I remember having this discussion with less senior devs, & not convincing them at all of the value of building a stable practice. Having to think about whether we do things one way or another, having to decide, making the reasons for the decision known have huge costs. Re-evaluating as we make further changes has a significant chance of screw up.

Having reliable 99% straight shots that encompass a variety of cases is so preferrable. I've been trying to advocate for consistent, low-control-flow decision making for so long, & this feels like what should have been an easy win example for me to make the case on. Im glad to see the topic/example come up again, with a much better specific elaboration.

brundolf|3 years ago

For those pushing back, I wanted to share this talk given at a recent React Conf: https://www.youtube.com/watch?v=lGEMwh32soc

The idea (still just an internal prototype) is that one day your compiler might automatically memoize all React components and intermediate values for you. It obviously would be great to skip all the syntax noise, as well as the linter-enforced rules around correctly maintaining dependency arrays, etc.

But I think a big takeaway from this talk is that the React team sees memoizing as the norm. It is something to do by default, so much so that it may happen without your intervention one day. Immutability and value identity-based comparison are core to React. Violating these is the only way memoization can result in bugs (as some in this thread are worried about), and if you aren't following them then a lot of your React code is only working by accident to begin with, memo or no memo.

darepublic|3 years ago

If React does it for me then fine, it's welcome. Until then why would I want to wrap all my functions in a bigger function?

How about we just do this:

import {useObey} from 'react'

// you may see no reason why you need to do this but just do it, not doing what you don't understand is obviously a fool's move.. btw.

const goodFn = useObey(myFn)

^// you'd better do this!

In OP's same article they are saying 'Senior' is just a title. Yeah juniors for sure will add an additional wrapper if you tell them. They'll add a useCallback around their useCallback for good measure. Part of being junior is just saying 'yes, mmhmm' to every thing that the hype train tells them to. I guess they are the real seniors since they listen so well.

You people pushing people to put all their callbacks in wrappers even if there is no discernible reason to, frankly suck and you're really sending the completely wrong message here. As a coder you should feel free to admit when you don't understand why something is told to you, and you should be comfortable not obeying the people who insist you need to just trust in their magic.

amccloud|3 years ago

Following this articles advice will likely make your app render slower than not optimizing at all. Caching everything increases your risk of stale data through misconfiguration. Also the benefits of referential stability only apply to a limited set of components in your overall render tree.

Most data structures and components don't need stability. The issue people have with hooks is primarily caused by 99% of folks not quite understanding just how sparingly hooks should be used.

You should only worry about referential equality once you've profiled a performance issue from some high frequency interaction. This is the only time to useCallback, useMemo, or any form of referential caching.

An element walks into a bar. If your component accepts children or any react elements as props, quite normal, all optimizations around referential equality for its inputs will be flung out the window as that component de-optimizes at every optimization prematurely added.

Another big mistake I see folks of all levels make often is expecting more program design upfront vs. say just managing configurations.

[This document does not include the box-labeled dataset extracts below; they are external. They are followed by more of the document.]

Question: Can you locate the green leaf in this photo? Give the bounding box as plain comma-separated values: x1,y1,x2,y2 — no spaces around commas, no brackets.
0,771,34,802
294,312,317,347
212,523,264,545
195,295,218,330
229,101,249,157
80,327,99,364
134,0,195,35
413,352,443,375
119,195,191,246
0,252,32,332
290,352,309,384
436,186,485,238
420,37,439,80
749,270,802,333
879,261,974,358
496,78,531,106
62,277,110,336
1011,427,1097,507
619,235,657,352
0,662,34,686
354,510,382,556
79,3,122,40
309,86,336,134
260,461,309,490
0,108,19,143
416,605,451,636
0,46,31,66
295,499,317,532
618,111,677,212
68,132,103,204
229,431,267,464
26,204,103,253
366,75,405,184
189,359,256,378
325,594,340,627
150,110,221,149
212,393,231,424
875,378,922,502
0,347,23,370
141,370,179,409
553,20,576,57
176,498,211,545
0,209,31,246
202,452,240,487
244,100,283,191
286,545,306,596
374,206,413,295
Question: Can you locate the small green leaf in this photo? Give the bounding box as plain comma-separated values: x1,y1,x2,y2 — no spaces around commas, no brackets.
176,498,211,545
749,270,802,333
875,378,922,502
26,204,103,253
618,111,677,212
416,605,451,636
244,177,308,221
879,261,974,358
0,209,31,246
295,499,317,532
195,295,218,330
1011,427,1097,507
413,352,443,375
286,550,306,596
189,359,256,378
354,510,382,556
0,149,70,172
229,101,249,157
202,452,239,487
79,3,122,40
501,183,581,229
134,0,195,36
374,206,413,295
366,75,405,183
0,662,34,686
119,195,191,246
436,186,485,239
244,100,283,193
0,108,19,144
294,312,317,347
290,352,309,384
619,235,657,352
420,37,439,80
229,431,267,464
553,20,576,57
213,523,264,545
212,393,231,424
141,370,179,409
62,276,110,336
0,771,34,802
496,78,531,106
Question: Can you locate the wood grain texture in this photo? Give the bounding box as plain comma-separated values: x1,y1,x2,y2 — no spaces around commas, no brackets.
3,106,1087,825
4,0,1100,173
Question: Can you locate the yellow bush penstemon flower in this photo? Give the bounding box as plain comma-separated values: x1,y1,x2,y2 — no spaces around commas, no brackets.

- <Example><Test /></Example>

- <Example onTest={() => {}} />

- <Example test={{}} />

- <Example tests={[]} />

These all have the same render cost, so there is often no reason to extract function handlers/arrays/objects out of the jsx configuration.

soft_dev_person|3 years ago

> Following this articles advice will likely make your app render slower than not optimizing at all.

Yes, but it will not actually matter in >99% of real world cases. And this argument is exactly what the article mentions, premature optimization.

> Caching everything increases your risk of stale data through misconfiguration.

Yes, but doing the opposite increases the risk of useEffects triggering unnecessarily (and wildly).

> The issue people have with hooks is primarily caused by 99% of folks not quite understanding just how sparingly hooks should be used.

I strongly disagree. The consequences of not using it by default, then arriving at a case where it matters, are so much bigger than the minor performance impact using it "everywhere" has.

But you need to have experienced this in a large and complex application to really feel it, I suppose.

kareemsabri|3 years ago

I disagree with the author (and stated as much as recently as yesterday: https://news.ycombinator.com/item?id=32485460#32489682).

> With thousands of geometries in an interactive map, with lists and tables of items filtered by bounding box and categories, sorted by geodetic distance from wherever you were interested in, the performance issues that arose were never too many uses of useCallback or useMemo. The opposite caused issues multiple times however, of the app running haywire (or to a halt) kind.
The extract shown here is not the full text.